Baltimore City Mayor Brandon Scott chimed in saying the "decision puts lives at risk and makes removing guns from our streets even more difficult."
So far in 2022 there have been 171 murders recorded in the city.
"I’ve asked the law department to study the opinion to let me know all of its implications," added Scott.
Attorney General Brian Frosh called Maryland's current gun laws "common sense," claiming that "they have been proven to reduce gun violence."
“Today’s decision means more deaths and more pain in a country already awash in gun violence. If the norm is that people can carry firearms, our neighborhoods, our streets and other public places will become more dangerous. It will make the lives of law enforcement more difficult and more perilous. The epidemic of gun violence sweeping our nation demonstrates daily the folly of introducing more guns into this boiling cauldron."
In a joint statement, Senate President Bill Ferguson and Speaker Adrienne Jones all but echoed those remarks.
"More guns in public means more violence, and more violence means more death and heartache everywhere. This is the wrong answer. The Second Amendment permits reasonable restrictions on the right to carry a firearm."
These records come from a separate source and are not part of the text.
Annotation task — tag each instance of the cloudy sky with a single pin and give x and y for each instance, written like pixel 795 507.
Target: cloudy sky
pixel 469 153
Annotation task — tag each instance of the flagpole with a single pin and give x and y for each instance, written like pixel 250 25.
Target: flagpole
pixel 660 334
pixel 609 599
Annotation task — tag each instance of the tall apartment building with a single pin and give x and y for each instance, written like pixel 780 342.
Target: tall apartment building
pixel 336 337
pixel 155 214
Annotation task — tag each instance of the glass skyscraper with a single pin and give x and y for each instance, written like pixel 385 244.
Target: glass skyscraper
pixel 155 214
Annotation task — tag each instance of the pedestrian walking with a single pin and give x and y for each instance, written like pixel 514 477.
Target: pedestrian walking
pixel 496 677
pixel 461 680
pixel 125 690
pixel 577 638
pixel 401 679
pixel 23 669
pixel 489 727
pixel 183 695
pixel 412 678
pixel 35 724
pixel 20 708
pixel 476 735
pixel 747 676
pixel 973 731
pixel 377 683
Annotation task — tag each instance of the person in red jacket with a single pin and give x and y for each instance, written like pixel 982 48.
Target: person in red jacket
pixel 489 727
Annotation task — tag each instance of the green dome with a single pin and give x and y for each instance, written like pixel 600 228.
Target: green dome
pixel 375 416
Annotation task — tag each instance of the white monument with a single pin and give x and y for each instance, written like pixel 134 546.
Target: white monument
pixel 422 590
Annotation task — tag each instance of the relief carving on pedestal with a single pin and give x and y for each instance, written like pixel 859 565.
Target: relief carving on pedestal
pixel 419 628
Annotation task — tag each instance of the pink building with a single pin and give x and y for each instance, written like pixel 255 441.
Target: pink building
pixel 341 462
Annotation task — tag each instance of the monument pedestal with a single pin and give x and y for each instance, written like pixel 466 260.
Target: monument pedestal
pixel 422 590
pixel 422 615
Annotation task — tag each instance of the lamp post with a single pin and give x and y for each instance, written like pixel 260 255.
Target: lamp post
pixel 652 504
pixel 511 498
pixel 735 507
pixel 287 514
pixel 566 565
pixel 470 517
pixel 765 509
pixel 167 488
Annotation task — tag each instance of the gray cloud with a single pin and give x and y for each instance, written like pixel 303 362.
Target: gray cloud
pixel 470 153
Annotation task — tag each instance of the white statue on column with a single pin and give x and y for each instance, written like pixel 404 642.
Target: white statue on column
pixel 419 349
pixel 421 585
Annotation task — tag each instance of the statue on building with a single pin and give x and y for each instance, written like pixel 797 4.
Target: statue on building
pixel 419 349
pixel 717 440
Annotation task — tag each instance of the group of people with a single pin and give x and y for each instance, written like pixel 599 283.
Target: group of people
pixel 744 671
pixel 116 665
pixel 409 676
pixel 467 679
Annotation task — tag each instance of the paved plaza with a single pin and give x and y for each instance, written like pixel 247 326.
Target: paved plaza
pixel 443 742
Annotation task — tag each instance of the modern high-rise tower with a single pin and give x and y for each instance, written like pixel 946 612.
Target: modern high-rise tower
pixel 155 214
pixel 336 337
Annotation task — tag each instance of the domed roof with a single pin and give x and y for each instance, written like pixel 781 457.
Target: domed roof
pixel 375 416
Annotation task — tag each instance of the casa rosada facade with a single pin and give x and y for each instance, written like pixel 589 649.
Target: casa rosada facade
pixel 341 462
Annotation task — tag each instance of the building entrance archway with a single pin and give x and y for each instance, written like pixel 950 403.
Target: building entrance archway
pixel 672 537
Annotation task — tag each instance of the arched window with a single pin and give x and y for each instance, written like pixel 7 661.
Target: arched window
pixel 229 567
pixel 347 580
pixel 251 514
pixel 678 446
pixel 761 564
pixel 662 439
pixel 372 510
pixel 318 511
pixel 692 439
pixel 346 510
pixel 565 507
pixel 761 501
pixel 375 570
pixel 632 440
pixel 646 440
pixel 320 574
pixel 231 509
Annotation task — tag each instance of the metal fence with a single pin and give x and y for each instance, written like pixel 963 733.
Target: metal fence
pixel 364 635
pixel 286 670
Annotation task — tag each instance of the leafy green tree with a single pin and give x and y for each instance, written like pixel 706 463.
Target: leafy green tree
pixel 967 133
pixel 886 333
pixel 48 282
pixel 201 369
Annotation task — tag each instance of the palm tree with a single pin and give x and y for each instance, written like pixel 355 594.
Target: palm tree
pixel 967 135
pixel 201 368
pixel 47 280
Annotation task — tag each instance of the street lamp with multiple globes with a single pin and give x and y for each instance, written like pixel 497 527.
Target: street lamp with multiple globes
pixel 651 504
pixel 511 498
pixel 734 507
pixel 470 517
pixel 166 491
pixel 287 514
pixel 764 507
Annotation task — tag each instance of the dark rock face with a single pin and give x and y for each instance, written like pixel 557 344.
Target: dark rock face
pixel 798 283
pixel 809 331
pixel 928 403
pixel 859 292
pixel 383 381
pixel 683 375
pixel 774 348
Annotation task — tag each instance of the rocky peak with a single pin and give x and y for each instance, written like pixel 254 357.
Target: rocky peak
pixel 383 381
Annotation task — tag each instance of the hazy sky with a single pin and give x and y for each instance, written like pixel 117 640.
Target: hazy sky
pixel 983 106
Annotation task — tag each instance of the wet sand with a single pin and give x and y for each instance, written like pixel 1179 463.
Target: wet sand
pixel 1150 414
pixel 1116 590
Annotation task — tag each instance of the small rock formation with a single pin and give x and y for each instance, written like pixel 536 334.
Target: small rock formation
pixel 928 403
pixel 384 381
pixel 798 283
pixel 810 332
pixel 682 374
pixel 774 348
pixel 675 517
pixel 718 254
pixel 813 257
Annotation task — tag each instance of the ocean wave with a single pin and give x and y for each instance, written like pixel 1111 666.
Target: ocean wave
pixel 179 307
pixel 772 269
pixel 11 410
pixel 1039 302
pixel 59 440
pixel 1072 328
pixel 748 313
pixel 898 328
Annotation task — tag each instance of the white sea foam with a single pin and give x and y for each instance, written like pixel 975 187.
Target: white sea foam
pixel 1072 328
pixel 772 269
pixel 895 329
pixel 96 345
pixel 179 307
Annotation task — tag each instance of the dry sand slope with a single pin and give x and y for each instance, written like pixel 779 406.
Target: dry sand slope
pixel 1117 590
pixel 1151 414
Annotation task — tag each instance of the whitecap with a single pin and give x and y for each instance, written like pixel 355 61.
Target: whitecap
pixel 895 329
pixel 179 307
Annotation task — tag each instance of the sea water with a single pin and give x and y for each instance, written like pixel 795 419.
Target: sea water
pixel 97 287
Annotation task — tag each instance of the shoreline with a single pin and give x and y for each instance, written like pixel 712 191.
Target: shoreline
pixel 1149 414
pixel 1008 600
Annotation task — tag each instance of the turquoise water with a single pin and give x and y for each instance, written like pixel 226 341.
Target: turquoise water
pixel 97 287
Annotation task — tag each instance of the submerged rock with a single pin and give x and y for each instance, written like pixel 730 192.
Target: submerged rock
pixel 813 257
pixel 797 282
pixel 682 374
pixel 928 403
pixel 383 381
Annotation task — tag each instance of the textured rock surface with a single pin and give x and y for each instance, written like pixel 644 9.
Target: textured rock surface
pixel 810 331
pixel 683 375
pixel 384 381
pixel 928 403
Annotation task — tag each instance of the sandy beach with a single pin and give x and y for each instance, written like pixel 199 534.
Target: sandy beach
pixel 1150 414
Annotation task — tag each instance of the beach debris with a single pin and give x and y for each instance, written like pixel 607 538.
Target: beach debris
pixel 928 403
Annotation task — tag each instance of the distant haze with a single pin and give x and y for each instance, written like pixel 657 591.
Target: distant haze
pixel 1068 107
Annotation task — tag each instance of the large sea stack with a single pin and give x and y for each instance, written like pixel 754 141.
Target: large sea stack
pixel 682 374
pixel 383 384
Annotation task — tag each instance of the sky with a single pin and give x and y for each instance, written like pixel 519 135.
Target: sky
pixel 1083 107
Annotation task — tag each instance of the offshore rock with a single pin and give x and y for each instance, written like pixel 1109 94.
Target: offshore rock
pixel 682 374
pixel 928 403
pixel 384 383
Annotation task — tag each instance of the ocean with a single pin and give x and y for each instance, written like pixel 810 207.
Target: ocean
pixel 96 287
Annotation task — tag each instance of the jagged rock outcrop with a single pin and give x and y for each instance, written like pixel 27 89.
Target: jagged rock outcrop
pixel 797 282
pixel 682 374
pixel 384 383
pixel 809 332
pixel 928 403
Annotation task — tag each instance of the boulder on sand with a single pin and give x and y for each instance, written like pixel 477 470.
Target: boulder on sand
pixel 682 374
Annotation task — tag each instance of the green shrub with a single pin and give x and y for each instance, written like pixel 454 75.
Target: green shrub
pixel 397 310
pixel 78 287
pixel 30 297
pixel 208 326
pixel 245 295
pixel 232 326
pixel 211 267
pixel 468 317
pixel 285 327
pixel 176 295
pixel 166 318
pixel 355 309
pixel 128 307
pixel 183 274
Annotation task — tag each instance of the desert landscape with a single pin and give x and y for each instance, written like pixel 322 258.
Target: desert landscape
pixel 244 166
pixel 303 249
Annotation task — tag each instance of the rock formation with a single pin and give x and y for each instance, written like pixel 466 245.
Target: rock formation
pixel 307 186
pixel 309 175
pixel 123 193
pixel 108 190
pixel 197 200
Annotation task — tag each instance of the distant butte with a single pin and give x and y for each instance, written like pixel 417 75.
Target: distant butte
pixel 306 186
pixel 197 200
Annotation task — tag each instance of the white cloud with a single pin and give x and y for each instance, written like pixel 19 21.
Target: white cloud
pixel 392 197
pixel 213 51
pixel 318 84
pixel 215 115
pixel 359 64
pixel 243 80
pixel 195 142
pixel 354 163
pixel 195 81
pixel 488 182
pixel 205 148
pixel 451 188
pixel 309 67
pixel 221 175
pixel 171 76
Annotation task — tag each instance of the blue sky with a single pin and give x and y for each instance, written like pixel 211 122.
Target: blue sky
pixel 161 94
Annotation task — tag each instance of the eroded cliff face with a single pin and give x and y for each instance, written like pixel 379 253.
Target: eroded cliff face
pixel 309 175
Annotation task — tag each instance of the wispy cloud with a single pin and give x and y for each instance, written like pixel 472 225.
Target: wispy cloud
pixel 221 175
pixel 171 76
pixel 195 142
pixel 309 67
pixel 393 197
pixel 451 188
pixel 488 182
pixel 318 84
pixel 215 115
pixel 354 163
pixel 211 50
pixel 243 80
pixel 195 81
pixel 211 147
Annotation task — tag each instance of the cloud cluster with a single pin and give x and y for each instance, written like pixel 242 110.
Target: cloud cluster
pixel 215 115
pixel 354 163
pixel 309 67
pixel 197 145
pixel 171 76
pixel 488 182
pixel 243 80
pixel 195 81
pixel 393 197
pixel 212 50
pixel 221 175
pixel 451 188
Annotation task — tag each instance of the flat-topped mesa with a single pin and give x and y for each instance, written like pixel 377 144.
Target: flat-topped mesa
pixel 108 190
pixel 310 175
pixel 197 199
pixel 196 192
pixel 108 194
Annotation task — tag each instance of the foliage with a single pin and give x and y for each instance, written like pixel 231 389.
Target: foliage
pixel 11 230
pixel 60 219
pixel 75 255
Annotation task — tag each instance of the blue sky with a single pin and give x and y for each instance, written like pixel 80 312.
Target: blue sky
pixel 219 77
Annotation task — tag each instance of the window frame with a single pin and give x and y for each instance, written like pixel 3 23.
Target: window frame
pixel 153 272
The two added that they would review the Supreme Court decision and potentially look to pass legislation that "complies with this brand-new precedent."
This ruling by the nation's high court is the biggest regarding gun rights in nearly a decade.
It also comes on the heels of several recent high profile deadly mass shootings across the nation, one of which happened at a grocery store in Buffalo, New York.
On Thursday evening, hours after the ruling came down the U.S. Senate passed bipartisan legislation that offers states federal grants for enacting what are commonly known as "red flag" laws, which have been in effect in Maryland since 2018.
The law allows family members, medical professionals, and law enforcement to petition a court to issue an order forcing someone who is a danger to themselves or others, to temporarily surrender their firearms.
The U.S. House passed the bill Friday afternoon, sending it to the President's desk to become law.